Der LG IPS235P ist nun mal ein Monitor der sich so wohl bei Tests als auch im Spielbetrieb bewährt hat. Zudem hat er eine sehr geringe Serienstreuung, sowie ein sehr geringes IPS-Glitzern. Wenn dann auch noch der Preis stimmt sind alle Punkte für einen neuen P/L-Monitor erfüllt. Ein Tick darunter liegt der LG IPS237L welcher von der Reaktionszeit her zwar etwas schneller ist, aber dafür etwas schlechtere Farbabstufungen hat. Da sich dieser Reaktionszeitunterschied nicht spürbar auswirkt, bleibt der LG IPS235P Preis-Leistungsmonitor. 


Gruß
Pain


----------



## Marcellus5000 (23. August 2013)

<> schrieb:


> Ich persönlich habe den Vorteil, das ich viele Geräte mir persönlich anschauen kann.


 
Hast Du Dir auch mal einen asus ve247h angscheschaut und wenn ja: Was hälst Du den von diesem? Dieser hat ja laut dem aktuellen Heft bessere Werte für Reaktionszeit, Input Lag und liegt preislich auch in dem Bereich des LG IPS235P.


----------



## Painkiller (23. August 2013)

Den Asus hab ich mir leider noch nicht angeschaut. Dafür diese Asus: ASUS VE248H, 24" (90LMC3101Q01041C) Preisvergleich | Geizhals Deutschland
Hier war leider ein störender Gelbstich zu sehen. Dazu kam wirklich nerviges Ghosting. 

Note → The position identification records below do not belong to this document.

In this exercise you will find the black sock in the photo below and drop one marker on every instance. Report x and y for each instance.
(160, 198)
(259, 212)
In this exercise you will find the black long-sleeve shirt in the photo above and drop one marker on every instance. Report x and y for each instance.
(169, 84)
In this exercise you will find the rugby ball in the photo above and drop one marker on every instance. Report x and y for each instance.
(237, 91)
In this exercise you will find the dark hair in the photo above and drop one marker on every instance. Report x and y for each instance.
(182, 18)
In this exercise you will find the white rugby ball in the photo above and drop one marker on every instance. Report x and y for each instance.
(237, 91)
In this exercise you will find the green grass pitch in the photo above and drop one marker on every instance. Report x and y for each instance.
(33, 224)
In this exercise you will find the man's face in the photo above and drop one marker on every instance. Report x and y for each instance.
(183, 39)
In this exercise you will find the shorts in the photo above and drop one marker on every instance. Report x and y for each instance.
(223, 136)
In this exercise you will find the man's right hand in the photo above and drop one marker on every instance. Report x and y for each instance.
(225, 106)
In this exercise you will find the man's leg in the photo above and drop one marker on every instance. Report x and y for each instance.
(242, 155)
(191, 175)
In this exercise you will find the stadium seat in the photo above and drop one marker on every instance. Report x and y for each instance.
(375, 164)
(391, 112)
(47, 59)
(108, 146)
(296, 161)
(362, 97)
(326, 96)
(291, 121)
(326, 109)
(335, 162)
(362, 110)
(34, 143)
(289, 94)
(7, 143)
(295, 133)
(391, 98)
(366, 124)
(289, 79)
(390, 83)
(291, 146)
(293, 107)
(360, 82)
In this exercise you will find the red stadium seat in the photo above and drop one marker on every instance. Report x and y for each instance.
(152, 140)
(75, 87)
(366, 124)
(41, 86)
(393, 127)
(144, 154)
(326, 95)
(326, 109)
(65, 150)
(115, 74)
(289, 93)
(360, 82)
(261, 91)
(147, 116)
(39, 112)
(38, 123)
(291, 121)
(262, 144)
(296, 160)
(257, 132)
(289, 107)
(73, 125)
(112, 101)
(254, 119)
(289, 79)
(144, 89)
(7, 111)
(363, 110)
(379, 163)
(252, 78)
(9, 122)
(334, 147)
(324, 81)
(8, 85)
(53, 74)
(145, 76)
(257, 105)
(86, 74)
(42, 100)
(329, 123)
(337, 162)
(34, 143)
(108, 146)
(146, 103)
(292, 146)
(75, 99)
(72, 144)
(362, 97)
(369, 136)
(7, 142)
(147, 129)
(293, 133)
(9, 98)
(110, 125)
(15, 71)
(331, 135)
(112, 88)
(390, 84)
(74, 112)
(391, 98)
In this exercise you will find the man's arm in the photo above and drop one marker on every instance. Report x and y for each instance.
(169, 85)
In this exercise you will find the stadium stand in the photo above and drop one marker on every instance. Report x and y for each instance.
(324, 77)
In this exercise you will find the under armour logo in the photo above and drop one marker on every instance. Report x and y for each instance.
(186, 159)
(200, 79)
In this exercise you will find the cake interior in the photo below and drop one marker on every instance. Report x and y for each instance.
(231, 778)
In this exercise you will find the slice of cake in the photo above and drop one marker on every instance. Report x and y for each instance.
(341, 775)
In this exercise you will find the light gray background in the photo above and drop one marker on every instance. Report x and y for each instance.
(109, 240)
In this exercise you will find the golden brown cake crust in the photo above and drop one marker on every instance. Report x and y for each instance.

Wenn du auf der Suche nach einem guten TN-Monitor bist, kann ich dir diesen hier empfehlen: http://geizhals.at/de/asus-vs248h-90lme3101q00041c-a668654.html
Das ist der ehemalige P/L-Monitor. Für ein TN-Panel hat er wirklich brauchbare Farbabstufungen. An ein IPS-Panel kommt er trotzdem nicht heran. 



> Was hälst Du den von dem?


Es ist halt ein TN-Monitor. Von daher erwarte ich persönlich davon keine Konkurrenz zum LG. Das ist und bleibt meiner Meinung nach der größte Kritikpunkt. Wer schon mal ein IPS-Panel in Aktion gesehen hat, sieht das sicher genau so. Wenn der Kontrast nicht stimmt, dann geht iwie auch die Spielatmosphäre kaputt. 

Hier ein kleiner Bildvergleich:
Links der TN-Monitor und rechts einer mit IPS-Panel.



Spoiler






			Dieser Inhalt steht nur eingeloggten Mitgliedern zur Verfügung.
        


Bildquelle: http://extreme.pcgameshardware.de/m...esen-spiele-update-widescreen-fixer-test.html


----------



## Nierah (23. August 2013)

Ich hätte mal eine Frage und wollte deswegen kein neues Thema aufmachen.

Den LG IPS237L gibt es derzeit für 145€ während der LG IPS235P bei 165€ etwa liegt. Müsste der 237L dann nicht das bessere P/L Verhätnis haben und eher zu empfehlen sein? 

Wollte mir evtl. einen der beiden zulegen als 2.Monitor mit dem man auch fernsehen schauen kann. Geht das mit einem digi Receiver über HDMI? Dachte wegen der Blickwinkelstabilität müssten die ganz gut dafür geeignet sein. Größe wär mir nicht so wichtig.

mfg


----------



## mr.4EvEr (23. August 2013)

Hi Nierah,

normalerweise ist es besser, wenn jeder möglichst sein eigenes Thema erstellt, somit haben wir hier eine bessere Übersicht. 
Der IPS237L hat eine etwas bessere Reaktionszeit als der IPS235P, allerdings ist der Fuß des IPS237L sehr labil und starr.
Der IPS235P lockt dafür mit dem stabileren ergonomischen Fuß und einem etwas besserem Farbraum.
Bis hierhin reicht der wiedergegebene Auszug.